I don't mean to suggest that such references enclose and contain the poem, more that they offer doors and windows in the wall of the mystery that always seems to surround a poem that we know we must and will return to.

That mystery is the heart of the matter, of course. Thinking here of the prematurely-wise words of the poet Keats, from a letter writ to his brothers when he was but three-and-twenty:

"I had not a dispute but a disquisition with Dilke, upon various subjects; several things dove-tailed in my mind, and at once it struck me what quality went to form a Man of Achievement, especially in Literature, and which Shakespeare possessed so enormously -- I mean Negative Capability, that is, when a man is capable of being in uncertainties, mysteries, doubts, without any irritable reaching after fact and reason -- Coleridge, for instance, would let go by a fine isolated verisimilitude caught from the Penetralium of mystery, from being incapable of remaining content with half-knowledge. This pursued through volumes would perhaps take us no further than this, that with a great poet the sense of Beauty overcomes every other consideration, or rather obliterates all consideration."

TC said...

Oh and lest I forget -- it seems I've casually added a year on to Jim's age, how unkind. I've said he is 78. But he will not reach that age for month or two. Meanwhile, divide that number in two, and get the age which, according to certain experts (well, stretching a bit), is the age at which youth lasts forever.

But of course numbers, ages, names... nothing lasts forever.

Marie W said...

I am so glad I stayed a bit longer with this one, because now I know more about Jim Dine and about this poem, and now I like it even more. His approach to poetry is fascinating. Reverse-visualizing. Those words alone will get me to wonder and think for a long time. Erasure, pentimento, connective tissue and skeleton. Names. Thank you so much for writing more about all this, Tom. I felt like there was something more about those lines, a kind of need to know (on my side of the screen). It's hard to explain. And after reading those lines from Keats, I feel that wherever there is Beauty there is also much more to it.
Thank you!

TC said...

Many thanks, Marie. There's a fine line (I guess) between providing helpful information, hand-rails so to speak, in hopes of assisting a careful reader... and coming on as the village explainer, in the process taking the risk of precluding the perceptions that reader may arrive at on her/his own.
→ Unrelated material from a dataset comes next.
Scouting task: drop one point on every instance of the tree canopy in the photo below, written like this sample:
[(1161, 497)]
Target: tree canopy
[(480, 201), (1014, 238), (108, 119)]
But with a poem as densely-packed as this one, I thought perhaps it might better to take the chance of erring on the side of over-explaining; and (of course) to hope not to explain-away the mystery that always lingers on at the secret center of any poem as good as this one.

In any case, Jim shares my gratitude to you for being such a sensitive reader.

Another sensitive reader, the terrific poet/musician Terence Winch, reports he's had some trouble posting a comment on this poem. Apologies to Terry for that, I know the "interface" can prove frustrating.

But Terry has kindly sent along his comment back-channel, and we are grateful of him for taking that extra trouble.


Terence Winch said...

"It's inspiring to see that JD's visual work remains so distinctive and full of vitality. It's pure pleasure looking at his work, making those of us devoted to the Pleasure Principle very happy. I will keep an eye out for his writing."